Flowers have been my mother's passion for the whole of her life.  It was flowers that helped her grieve the loss of my father. It was flowers that took her through all the different passages of her life.  And now, as I reflect on those flowers, I finally understand what the flowers meant to her; they were more than just flowers.

We all have passions or hobbies in life, or at least I believe one should.  Something that releases your mind from its worries.  Something that puts a smile on your face and makes your heart light.  For me, that is knitting.  I really love to sit down with my needles and yarn and almost immediately begin to feel my mood lighten.  For my mother, it has always been her flowers.

She always had the prettiest yard in the neighborhood.  Almost every single day one could find her on her hands and knees either weeding a flower bed or planting some new cutting she had come across.  And did she ever have a green thumb.  Whatever she put in the ground grew.  Once she took a piece of a rose that my husband brought me from his mother's rose garden when we were dating.  Today it is a beautiful rose bush in her own yard.

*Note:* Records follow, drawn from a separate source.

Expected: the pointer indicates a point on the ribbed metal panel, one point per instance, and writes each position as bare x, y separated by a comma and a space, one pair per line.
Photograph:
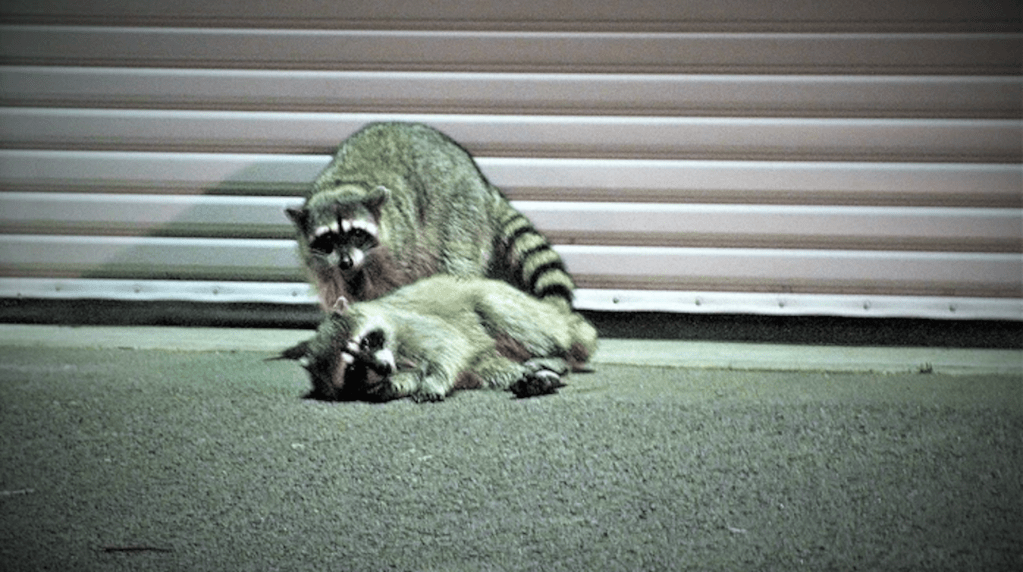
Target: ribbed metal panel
844, 159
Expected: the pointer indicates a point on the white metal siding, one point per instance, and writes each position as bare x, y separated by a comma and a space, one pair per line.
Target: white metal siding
833, 158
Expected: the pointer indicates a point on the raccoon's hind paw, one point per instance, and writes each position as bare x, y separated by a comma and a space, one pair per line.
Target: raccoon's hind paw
541, 382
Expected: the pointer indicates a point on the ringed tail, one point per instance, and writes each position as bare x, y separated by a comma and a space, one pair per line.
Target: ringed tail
539, 268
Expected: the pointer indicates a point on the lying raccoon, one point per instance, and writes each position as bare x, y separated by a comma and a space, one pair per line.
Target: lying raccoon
401, 202
442, 334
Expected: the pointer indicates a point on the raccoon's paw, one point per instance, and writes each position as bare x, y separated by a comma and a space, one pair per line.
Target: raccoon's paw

I watched my mother tend her flowers and care for them as one would tend to a small child.  She watered them in the hot southern summers, put pine straw around them in the fall and ran out to cover them if a freeze was in the forecast.  I watched her then,  but I never truly understood.  What I didn't understand was that the flowers were her way of dealing with life.  They made stressful situations more calm, long days shorter;  she created something of beauty whenever things were not so beautiful in her world.

As my mother has aged and her physical abilities are now limited,  she often longs to get her hands into the dirt to tend those flowers.  She worries about them; they are constantly on her mind.  Do they have enough water?  Are the weeds taking over?  She thinks about these and many other things as she sits in her chair,  unable to do so many tasks now.  And because of these things, I am so grateful that I now have some of her flowers growing in my own flowerbeds.

Whenever we built this house, about eleven years ago, my mother insisted that I come dig up some of her daylilies and other flowers to put in my own yard.  I did it, of course, but it was no big deal to me at the time.  However, yesterday, before the rain set in, I noticed that my daylilies were blooming.  That's when I took a moment to walk out and look at them.  They were absolutely beautiful!  That's when it hit me.  I won't always have my mother around,  but each year when my daylilies bloom, I will have her with me.  It was a sad, yet comforting moment for me.  Life is funny like that.  It slips up on you and that's when your realize how precious it really is.